A Plug Flow Reactor is a type of continuous reactor where reactants flow through a pipe without axial mixing. This design mimics the movement of discrete “plugs” of fluid, making it ideal for pharmaceutical processes involving reactions like hydrolysis, oxidation, or hydrogenation.

Key characteristics:

• Reactants move in one direction

• No mixing in the flow direction

• Concentration and rate vary along the length

What is a Plug Flow Reactor (PFR)?

A: A Plug Flow Reactor is a type of tubular reactor where the reactants flow in one direction with no axial mixing. The concentration and temperature vary along the reactor’s length, and each fluid element moves like a “plug.”

What is the main assumption behind PFR modeling?

A: The primary assumption is that there is no back-mixing. Each infinitesimal volume of fluid maintains its identity as it flows through the reactor, experiencing changing conditions along the length.

How does the concentration of reactants vary in a PFR?

A: The concentration of reactants decreases progressively along the length of the reactor as the reaction proceeds, unlike in a Continuous Stirred Tank Reactor (CSTR), where it is uniform throughout.

Is a PFR operated at steady state or dynamic conditions?

A: Most industrial PFRs operate under steady-state conditions, meaning that the inlet and outlet conditions remain constant with time.

What types of reactions are best suited for PFRs?

A: PFRs are suitable for:

• Fast reactions

• Exothermic reactions (with proper temperature control)

• Reactions where high conversion per unit volume is desired

What are some advantages of PFRs?

A:

• Higher conversion per volume compared to CSTR for many reaction orders

• Ideal for large-scale continuous processes

• Simpler construction for tubular flow systems

What are the limitations of PFRs?

A:

• Poor temperature control in long reactors

• Hot spots may form in exothermic reactions

• Not ideal for slow reactions due to long reactor lengths needed

What is the design equation for a PFR?

A: The general mole balance is:

Where:

• $V$ = reactor volume

• $F_{A\mathrm{0 }}$= molar flow rate of A

• $X$ = conversion

• $-r_{\mathrm{A }}$= rate of reaction of A

Can a PFR be used for multiple reactions?

A: Yes, but the design becomes more complex. PFRs can handle parallel, series, and reversible reactions, but kinetic modeling and heat/mass transfer considerations must be included.

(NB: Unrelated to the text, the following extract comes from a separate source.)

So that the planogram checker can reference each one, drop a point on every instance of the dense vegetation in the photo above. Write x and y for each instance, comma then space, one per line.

Now, it think we can dive deep into the design by assuming an experimental data. Here we got conversion / disappearance of reactant A:

We assume the following experimental data for reactant A:

Time (min)	[A] (mol/L)
0	1.00
5	0.82
10	0.67
15	0.55
20	0.45
25	0.37
30	0.30
35	0.22
40	0.15
45	0.10
50	0.06
55	0.04
60	0.02

Integral Method – Identifying Reaction Order

We test three common rate laws:

• Zero-order:     

$$[A] = [A]_0 - kt$$

• First-order:

$$\ln[A] = \ln[A]_0 - kt$$

• Second-order:

$$\frac{1}{[A]} = \frac{1}{[A]_0} + kt$$

Now, we'll go with trial & error method in identifying the order of reaction by plotting the graphs for 

Plot 1: [A] vs time

Inference: The line is not straight, indicating it is not zero-order.

Plot 2: ln[A] vs time

Inference: This graph shows a near-linear relationship, confirming a first-order reaction.

Plot 3: 1/[A] vs time

Inference: This graph deviates from linearity, ruling out second-order kinetics.

From the slope of the first-order plot:

k = ( ln⁡[A]0−ln[A] ) / t

k = (ln(1.00)−ln(0.02)) / 60 ​= (0−(−3.912)) / 60 ​= 3.912 / 60 ​= 0.0616 min−1​

​

The rate equation will be -r_A = 0.0616 [A]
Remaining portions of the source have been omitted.